L’onore, in certi casi, è soprattutto sangue, è violenza. La mente vola al “delitto d’onore” o ancora all’onore combattuto dai duellanti per amore di una donna o per l’abuso sessuale consumato al di fuori del vincolo matrimoniale.
Dovrebbe essere democratico, migliorativo e curativo nei confronti di una società che tenta l’evoluzione. Spesso invece si traduce in un atto di forza e di costrizione morale, in una scorciatoia dell’agire che non conosce l’arte oratoria ma solo l’arte della guerra.

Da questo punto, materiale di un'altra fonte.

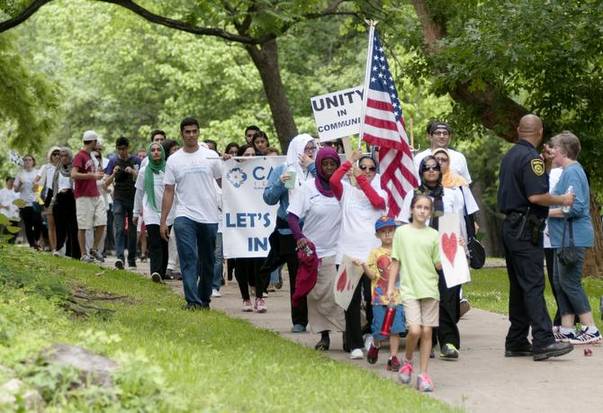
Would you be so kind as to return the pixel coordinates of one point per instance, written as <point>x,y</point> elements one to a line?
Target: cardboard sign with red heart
<point>452,254</point>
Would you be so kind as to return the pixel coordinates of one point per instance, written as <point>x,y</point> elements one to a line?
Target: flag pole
<point>367,77</point>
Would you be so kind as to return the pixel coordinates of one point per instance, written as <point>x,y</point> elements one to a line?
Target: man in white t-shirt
<point>190,175</point>
<point>440,134</point>
<point>8,208</point>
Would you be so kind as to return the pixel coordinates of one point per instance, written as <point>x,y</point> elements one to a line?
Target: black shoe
<point>525,351</point>
<point>195,307</point>
<point>323,344</point>
<point>552,350</point>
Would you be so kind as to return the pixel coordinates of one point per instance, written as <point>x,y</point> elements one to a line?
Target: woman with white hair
<point>300,160</point>
<point>571,227</point>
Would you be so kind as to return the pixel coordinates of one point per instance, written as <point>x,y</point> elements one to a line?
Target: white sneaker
<point>357,354</point>
<point>368,341</point>
<point>247,307</point>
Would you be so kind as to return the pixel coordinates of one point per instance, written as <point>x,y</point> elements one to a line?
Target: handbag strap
<point>468,218</point>
<point>567,223</point>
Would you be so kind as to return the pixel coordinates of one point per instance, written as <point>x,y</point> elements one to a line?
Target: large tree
<point>255,24</point>
<point>500,60</point>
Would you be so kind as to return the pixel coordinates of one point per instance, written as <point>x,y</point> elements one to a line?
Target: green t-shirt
<point>417,250</point>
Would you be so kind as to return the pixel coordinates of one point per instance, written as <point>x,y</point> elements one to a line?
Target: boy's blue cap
<point>385,222</point>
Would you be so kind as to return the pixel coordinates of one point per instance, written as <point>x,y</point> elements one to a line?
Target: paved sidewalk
<point>482,380</point>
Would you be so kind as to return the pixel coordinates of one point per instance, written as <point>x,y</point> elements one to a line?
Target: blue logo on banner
<point>236,177</point>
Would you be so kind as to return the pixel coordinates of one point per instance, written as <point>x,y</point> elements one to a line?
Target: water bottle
<point>565,209</point>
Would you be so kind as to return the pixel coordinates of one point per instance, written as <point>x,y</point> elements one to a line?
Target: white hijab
<point>296,148</point>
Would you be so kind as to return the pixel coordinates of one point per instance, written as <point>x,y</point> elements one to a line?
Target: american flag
<point>383,125</point>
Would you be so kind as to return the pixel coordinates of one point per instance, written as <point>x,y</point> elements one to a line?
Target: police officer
<point>523,195</point>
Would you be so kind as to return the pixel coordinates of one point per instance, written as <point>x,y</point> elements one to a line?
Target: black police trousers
<point>282,250</point>
<point>448,332</point>
<point>527,307</point>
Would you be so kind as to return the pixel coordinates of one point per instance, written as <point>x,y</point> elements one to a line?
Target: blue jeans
<point>196,243</point>
<point>567,283</point>
<point>121,211</point>
<point>219,264</point>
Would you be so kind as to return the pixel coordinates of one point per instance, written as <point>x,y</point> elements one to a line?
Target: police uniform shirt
<point>522,174</point>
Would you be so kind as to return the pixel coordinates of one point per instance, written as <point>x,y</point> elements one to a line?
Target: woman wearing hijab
<point>315,203</point>
<point>63,206</point>
<point>45,178</point>
<point>445,200</point>
<point>247,270</point>
<point>147,203</point>
<point>282,244</point>
<point>362,203</point>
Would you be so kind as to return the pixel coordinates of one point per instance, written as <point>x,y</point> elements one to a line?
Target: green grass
<point>213,362</point>
<point>489,290</point>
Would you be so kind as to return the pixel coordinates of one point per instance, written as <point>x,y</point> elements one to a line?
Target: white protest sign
<point>247,221</point>
<point>348,277</point>
<point>452,255</point>
<point>337,114</point>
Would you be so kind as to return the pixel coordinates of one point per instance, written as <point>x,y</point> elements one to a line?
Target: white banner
<point>247,221</point>
<point>452,255</point>
<point>337,114</point>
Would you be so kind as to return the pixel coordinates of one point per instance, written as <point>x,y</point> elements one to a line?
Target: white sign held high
<point>337,114</point>
<point>348,278</point>
<point>247,221</point>
<point>452,254</point>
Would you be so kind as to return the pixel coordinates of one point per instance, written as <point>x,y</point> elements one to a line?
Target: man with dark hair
<point>122,171</point>
<point>190,175</point>
<point>250,132</point>
<point>524,198</point>
<point>158,136</point>
<point>212,144</point>
<point>89,204</point>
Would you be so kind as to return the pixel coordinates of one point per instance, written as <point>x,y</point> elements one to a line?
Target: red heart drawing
<point>449,245</point>
<point>342,281</point>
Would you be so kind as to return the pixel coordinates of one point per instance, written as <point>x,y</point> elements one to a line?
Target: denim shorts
<point>567,281</point>
<point>398,326</point>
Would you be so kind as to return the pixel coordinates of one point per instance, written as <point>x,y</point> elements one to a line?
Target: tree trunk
<point>593,263</point>
<point>265,58</point>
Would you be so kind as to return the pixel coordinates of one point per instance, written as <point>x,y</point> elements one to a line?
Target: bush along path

Ha fatto bene Will Smith a difendere l’onore della moglie dando uno schiaffo a Chris Rock? In un giorno in cui l’onore pubblico (l’Oscar) ha investito l’attore, per sua stessa ammissione, si è lasciato stravolgere dalla tentazione del male, dall’impeto di spazzare via il disonore con un gesto di cavalleresco onore. Siamo forse in grado di giudicare? Assolutamente no. Ma siamo ancora in grado di meditare sul peso delle parole in cui si annidano provocazioni e dei gesti che da esse possono inavvertitamente scaturire. Siamo ancora capaci di intendere che il male ricevuto, se restituito, diviene totalmente nostro e fa male, stavolta davvero.
La verità grande, assurda e impronunciabile è che avremmo bisogno di esercizio per onorare davvero chi vogliamo essere, per fare davvero nostro il dantesco “non ragioniam di lorma guarda e passa”.